Уилл Кавано.
– 3 –
3 года
44 недели
2 дня
Мне кажется, старики обожают говорить, что нужно наслаждаться жизнью, пока молод. Так обычно говорят люди, которым четыреста девяносто лет и которые водят «Вольво». Нет, я ничего не имею против «Вольво». Но вот возраст, уж извините. Такой возраст предполагает наличие большого опыта, а наличие большого опыта делает вас скучными и пресными, как содовая недельной давности.
Приложение А: Джек Адам Хантер.
Приложение Б: возможно, бессмертные вампиры.
Приложение В: бабушки и дедушки.
За исключением моей бабушки. Моя бабуля потрясающая! Когда мне было два месяца, она катала меня в коляске своего «Харли-Дэвидсона». Вполне вероятно, что именно этот опыт, полный ветра, выхлопных газов и моторного рева, превратил меня в ту лихую героиню, коей я являюсь сейчас. Думаю, родители отправили бабулю в дом престарелых, мотивировавшись тем, что брать маленькую внучку на прогулку с бандой байкеров – это первый признак слабоумия или что-то типа того. Но теперь, когда я в Джорджии, мы наконец-то воссоединились. Были слезы. И сопливые платки. Рыданья длились примерно пять минут, после чего мы перешли на стадию безумства.
– Я, конечно, не из тех, кто подвергает сомнению обоснованность совершения тщательно продуманных поступков, – говорю я, протягивая бабушке еще одну горсть фейерверков. – Но если бы была такой, ну, знаешь, очень скучной, несчастной и, безусловно, непохожей на себя, то обязательно бы спросила: какого черта мы делаем на этой крыше в четыре часа ночи, вопросительный знак. Нет, как минимум четыре вопросительных знака. И очень обеспокоенные смайлы.
Бабушка фыркает, засовывая оставшиеся фейерверки в дымоход. Их так много, что мне уже не разглядеть внутри темных кирпичей. Час назад мы подняли через дымоход фитиль, который бабушка сейчас привязывает к огромной куче собранных вместе фитилей всех фейерверков. Сидя на корточках, она смахивает тонкие окрашенные в зеленый цвет волосы с глаз и сверкает мне озорной улыбкой.
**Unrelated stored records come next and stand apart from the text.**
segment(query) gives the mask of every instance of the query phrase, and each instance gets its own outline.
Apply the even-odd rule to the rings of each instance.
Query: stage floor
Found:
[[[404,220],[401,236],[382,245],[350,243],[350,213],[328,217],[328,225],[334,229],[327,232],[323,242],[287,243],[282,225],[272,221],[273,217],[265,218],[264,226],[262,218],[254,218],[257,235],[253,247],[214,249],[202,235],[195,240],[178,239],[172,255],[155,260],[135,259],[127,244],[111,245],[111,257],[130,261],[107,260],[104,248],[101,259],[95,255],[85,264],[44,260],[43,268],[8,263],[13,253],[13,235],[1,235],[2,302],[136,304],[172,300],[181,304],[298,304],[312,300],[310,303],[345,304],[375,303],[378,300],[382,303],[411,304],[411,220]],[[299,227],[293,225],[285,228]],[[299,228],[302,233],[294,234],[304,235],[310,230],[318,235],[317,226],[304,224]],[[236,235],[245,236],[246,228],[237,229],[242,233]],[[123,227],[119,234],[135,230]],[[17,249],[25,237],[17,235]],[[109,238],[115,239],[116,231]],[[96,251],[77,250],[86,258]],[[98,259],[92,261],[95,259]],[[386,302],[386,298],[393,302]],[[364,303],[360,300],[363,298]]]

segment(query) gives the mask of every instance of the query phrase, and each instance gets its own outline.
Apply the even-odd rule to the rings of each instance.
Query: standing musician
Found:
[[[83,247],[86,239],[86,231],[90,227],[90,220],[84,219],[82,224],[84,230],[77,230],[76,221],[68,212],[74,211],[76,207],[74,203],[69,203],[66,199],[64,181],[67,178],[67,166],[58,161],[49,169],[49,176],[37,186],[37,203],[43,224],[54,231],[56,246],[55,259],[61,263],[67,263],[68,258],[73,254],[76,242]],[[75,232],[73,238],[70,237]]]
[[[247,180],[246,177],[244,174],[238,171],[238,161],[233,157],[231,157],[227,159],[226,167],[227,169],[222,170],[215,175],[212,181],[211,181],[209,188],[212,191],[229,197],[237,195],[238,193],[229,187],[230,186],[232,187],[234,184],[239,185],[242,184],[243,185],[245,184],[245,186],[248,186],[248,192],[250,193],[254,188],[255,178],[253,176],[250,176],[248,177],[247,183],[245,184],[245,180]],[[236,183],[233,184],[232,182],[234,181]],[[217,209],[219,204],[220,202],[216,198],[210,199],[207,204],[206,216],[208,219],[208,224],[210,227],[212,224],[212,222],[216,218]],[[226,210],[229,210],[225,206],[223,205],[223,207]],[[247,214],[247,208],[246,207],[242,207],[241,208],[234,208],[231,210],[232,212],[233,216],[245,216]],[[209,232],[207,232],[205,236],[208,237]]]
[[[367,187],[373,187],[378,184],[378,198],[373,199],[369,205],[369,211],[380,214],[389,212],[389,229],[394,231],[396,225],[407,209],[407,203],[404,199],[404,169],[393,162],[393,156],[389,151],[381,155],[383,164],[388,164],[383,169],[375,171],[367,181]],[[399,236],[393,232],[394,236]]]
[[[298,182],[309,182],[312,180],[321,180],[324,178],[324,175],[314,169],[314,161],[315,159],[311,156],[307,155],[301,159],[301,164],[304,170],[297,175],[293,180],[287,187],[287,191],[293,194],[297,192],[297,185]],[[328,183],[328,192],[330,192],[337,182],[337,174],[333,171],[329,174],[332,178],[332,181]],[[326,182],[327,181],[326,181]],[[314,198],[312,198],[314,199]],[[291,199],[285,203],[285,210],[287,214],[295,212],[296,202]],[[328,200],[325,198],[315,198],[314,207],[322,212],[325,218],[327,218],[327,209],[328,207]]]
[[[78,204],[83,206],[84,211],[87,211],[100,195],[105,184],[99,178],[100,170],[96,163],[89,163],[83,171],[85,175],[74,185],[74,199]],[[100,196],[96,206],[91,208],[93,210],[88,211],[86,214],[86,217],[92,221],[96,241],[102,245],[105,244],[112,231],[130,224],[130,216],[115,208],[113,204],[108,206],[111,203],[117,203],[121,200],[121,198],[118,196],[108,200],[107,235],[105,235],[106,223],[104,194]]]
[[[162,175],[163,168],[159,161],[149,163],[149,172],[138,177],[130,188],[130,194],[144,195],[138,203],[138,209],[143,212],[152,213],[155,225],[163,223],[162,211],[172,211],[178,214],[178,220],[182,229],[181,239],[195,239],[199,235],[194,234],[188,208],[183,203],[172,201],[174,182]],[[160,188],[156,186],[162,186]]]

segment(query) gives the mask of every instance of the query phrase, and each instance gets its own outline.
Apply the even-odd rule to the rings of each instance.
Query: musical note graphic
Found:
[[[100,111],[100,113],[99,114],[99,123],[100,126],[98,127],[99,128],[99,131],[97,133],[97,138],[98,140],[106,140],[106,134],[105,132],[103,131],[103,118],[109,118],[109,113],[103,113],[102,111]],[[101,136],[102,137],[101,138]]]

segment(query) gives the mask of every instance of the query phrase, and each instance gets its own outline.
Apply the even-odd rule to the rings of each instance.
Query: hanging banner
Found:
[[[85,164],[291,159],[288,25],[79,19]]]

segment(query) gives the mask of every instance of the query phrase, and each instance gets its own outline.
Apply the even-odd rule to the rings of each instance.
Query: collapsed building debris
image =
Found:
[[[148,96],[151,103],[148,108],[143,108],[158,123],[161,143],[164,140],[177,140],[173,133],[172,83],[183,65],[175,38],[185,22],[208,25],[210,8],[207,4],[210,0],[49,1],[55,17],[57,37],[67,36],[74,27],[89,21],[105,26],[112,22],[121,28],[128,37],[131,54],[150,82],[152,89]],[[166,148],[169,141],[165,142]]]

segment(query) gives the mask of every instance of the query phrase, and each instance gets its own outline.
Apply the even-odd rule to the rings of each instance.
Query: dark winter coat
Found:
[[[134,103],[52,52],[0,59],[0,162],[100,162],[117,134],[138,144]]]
– Моя обязанность как председателя приветственно-прощального комитета дома престарелых «Сильверлейк» устраивать ребятам должные проводы. Никакой похоронной процессии и скучной чепухи священника. Виола была хорошей женщиной и безгранично любила жизнь. Она не хотела скучных проводов, но ее дети твердо на этом настаивали. И даже после смерти бедняжки они не посчитались с ее, можно сказать, последним желанием!
– Ужас! – синхронно восклицаем мы с бабулей.
– Точно. – Она тычет в меня пальцем, сверкая глазами цвета корицы. Как у меня, как у папы. – Ужас. Ужасно, что в наши дни люди не уважают мертвых. Поэтому мы просто обязаны почтить память моей мертвой подруги должным образом.
– Набив дымоход фейерверками.
– Набив дымоход фейерверками! – соглашается она. – Когда утром придет медсестра и разведет в камине огонь, она заодно подожжет и все это! Виола над этим хорошо посмеется.
Я улыбаюсь и помогаю бабушке спуститься по пожарной лестнице. Бабуля у меня высокая и в прекрасной форме для своих семидесяти лет, но все-таки она худая, а ее запястья и пальцы крохотные. Когда мы возвращаемся на твердую почву и шагаем по лужайке к ее зданию, бабушка обнимает меня за шею.
– Что скажешь насчет своих похорон, детка? – спрашивает она.
– Ты говоришь о тех, которых никогда не будет, потому что я соберу семь жемчужин дракона и пожелаю вечную жизнь?
Она смеется.
– Да, именно. Что на них пренепременно должно быть?
Я задумываюсь на целых шесть с половиной секунд.
– Поцелуи. Танцы нагишом. И может быть, торт.
Бабушка ухмыляется, пока мы поднимаемся по белоснежной лестнице.
– Что? Что за выражение лица? Почему ты так на меня смотришь?
– Не обращай внимания, детка. Просто ты так повзрослела, вот и все. Ты сказала «поцелуи», не покраснев на пять оттенков.
– Да, теперь я очень зрелый, ответственный подросток, так что спокойно могу обсуждать свои трудности и невзгоды.
– Угу-у, – протягивает бабуля.
– Например, поцелуи. Вообще-то, я кое с кем целовалась. – Бабушка внимательно слушает. – Ну, сначала я его ударила, и только потом мы поцеловались. Но это был хорошо продуманный, пропитанный зрелостью удар.